Token tracking — a deep dive
How we account for cache reads, cache writes, and streamed responses.
· Engineering · 7 min read
Token usage looks simple from the outside — input + output, multiply by price, done. In practice, modern model APIs surface four counters that all bill differently: input, output, cache_creation_input, and cache_read_input.
The four counters
- input_tokens — what you sent, not counting cached prefixes
- output_tokens — what came back
- cache_creation_input_tokens — first time a long prefix is cached (priced ~1.25× input)

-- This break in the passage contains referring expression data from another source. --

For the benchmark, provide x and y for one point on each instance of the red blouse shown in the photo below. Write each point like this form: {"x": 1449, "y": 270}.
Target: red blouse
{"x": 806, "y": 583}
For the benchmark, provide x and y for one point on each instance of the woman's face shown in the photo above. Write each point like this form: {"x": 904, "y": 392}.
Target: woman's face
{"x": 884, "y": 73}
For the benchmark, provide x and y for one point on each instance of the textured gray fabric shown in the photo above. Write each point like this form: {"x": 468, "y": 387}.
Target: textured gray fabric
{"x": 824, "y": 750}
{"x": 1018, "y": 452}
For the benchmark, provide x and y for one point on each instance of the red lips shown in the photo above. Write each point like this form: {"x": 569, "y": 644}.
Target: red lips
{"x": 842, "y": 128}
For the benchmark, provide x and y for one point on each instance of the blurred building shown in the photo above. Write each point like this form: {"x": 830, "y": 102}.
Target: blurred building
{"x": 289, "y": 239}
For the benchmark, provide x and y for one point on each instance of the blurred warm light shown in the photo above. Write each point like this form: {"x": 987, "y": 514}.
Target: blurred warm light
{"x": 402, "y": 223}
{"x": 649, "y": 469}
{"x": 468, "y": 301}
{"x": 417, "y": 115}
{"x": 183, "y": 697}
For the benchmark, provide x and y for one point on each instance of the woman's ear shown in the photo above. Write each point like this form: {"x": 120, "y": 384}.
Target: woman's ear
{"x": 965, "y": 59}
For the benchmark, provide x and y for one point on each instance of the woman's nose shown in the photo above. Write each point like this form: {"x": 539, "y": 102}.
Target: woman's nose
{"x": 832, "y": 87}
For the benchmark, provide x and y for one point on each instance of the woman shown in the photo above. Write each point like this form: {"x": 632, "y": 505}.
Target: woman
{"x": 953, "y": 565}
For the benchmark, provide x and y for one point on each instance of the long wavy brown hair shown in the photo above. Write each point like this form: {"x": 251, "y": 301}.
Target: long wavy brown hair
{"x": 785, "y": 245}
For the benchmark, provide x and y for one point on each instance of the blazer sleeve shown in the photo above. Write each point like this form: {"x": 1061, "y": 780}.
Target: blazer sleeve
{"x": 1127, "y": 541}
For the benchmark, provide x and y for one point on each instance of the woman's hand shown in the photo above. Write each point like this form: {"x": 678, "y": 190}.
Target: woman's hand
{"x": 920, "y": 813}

- cache_read_input_tokens — cache hit on a prefix (priced ~0.1× input)
A naive integration adds them all up and overcharges. We bill each separately at the model's real per-token price. Effective input cost on a Sonnet 4.5 chat with a 50k cached system prompt drops by ~85%.
Streaming complicates things
For SSE, the upstream sends the input count in message_start and the running output count in successive message_delta events. We track both and charge once at message_stop.
{
"type": "message_delta",
"delta": { "stop_reason": "end_turn" },
"usage": { "output_tokens": 412 }
}If the connection dies before message_stop, we still bill what was produced — partial output costs money for the upstream too. Aborts during input (before any output_tokens > 0) are free.
Receipts
Every request lands a row in api_usage_logs with each counter and the current model price. The dashboard exposes daily and per-model breakdowns; the /ai/v1/usage/stats endpoint gives you the same numbers as JSON.